State Key Laboratory of Marine Resource Utilization in South China Sea, College of Information Science and Technology, Hainan University, Haikou 570288, China.
State Key Laboratory of Marine Resource Utilization in South China Sea, College of Information Science and Technology, Hainan University, Haikou 570288, China.
Comput Methods Programs Biomed. 2022 Aug;223:106918. doi: 10.1016/j.cmpb.2022.106918. Epub 2022 Jun 20.
Automatic and accurate segmentation of prostate and peri-prostatic fat in male pelvic MRI images is a critical step in the diagnosis and prognosis of prostate cancer. The boundary of prostate tissue is not clear, which makes the task of automatic segmentation very challenging. The main issues, especially for the peri-prostatic fat, which is being offered for the first time, are hazy boundaries and a large form variation.
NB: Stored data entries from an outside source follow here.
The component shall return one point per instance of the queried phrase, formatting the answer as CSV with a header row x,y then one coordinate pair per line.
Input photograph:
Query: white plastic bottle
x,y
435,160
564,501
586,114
We propose a pyramid mechanism fusion network (PMF-Net) to learn global features and more comprehensive context information. In the proposed PMF-Net, we devised two pyramid techniques in particular. A pyramid mechanism module made of dilated convolutions of varying rates is inserted before each down sample of the fundamental network architecture encoder. The module is intended to address the issue of information loss during the feature coding process, particularly in the case of segmentation object boundary information. In the transition stage from encoder to decoder, pyramid fusion module is designed to extract global features. The features of the decoder not only integrate the features of the previous stage after up sampling and the output features of pyramid mechanism, but also include the features of skipping connection transmission under the same scale of the encoder.
The segmentation results of prostate and peri-prostatic fat on numerous diverse male pelvic MRI datasets show that our proposed PMF-Net has higher performance than existing methods. The average surface distance (ASD) and Dice similarity coefficient (DSC) of prostate segmentation results reached 10.06 and 90.21%, respectively. The ASD and DSC of the peri-prostatic fat segmentation results reached 50.96 and 82.41%.
The results of our segmentation are substantially connected and consistent with those of expert manual segmentation. Furthermore, peri-prostatic fat segmentation is a new issue, and good automatic segmentation has substantial therapeutic implications.
在男性盆腔 MRI 图像中自动且准确地分割前列腺和前列腺周围脂肪是诊断和预测前列腺癌的关键步骤。前列腺组织的边界不清晰,这使得自动分割任务极具挑战性。主要问题,特别是对于首次提供的前列腺周围脂肪,是边界模糊和形态变化较大。
我们提出了一种金字塔机制融合网络(PMF-Net)来学习全局特征和更全面的上下文信息。在提出的 PMF-Net 中,我们特别设计了两种金字塔技术。在基本网络架构编码器的每个下采样之前插入一个由不同速率的扩张卷积组成的金字塔机制模块。该模块旨在解决特征编码过程中信息丢失的问题,特别是在分割对象边界信息的情况下。在从编码器到解码器的过渡阶段,设计了金字塔融合模块来提取全局特征。解码器的特征不仅在进行上采样后整合前一阶段的特征和金字塔机制的输出特征,还包括在编码器相同尺度下的跳过连接传输的特征。
在许多不同的男性盆腔 MRI 数据集上对前列腺和前列腺周围脂肪的分割结果表明,我们提出的 PMF-Net 比现有方法具有更高的性能。前列腺分割结果的平均表面距离(ASD)和骰子相似系数(DSC)分别达到 10.06 和 90.21%。前列腺周围脂肪分割结果的 ASD 和 DSC 分别达到 50.96 和 82.41%。
我们的分割结果与专家手动分割结果具有高度的一致性和关联性。此外,前列腺周围脂肪的分割是一个新问题,良好的自动分割具有重要的治疗意义。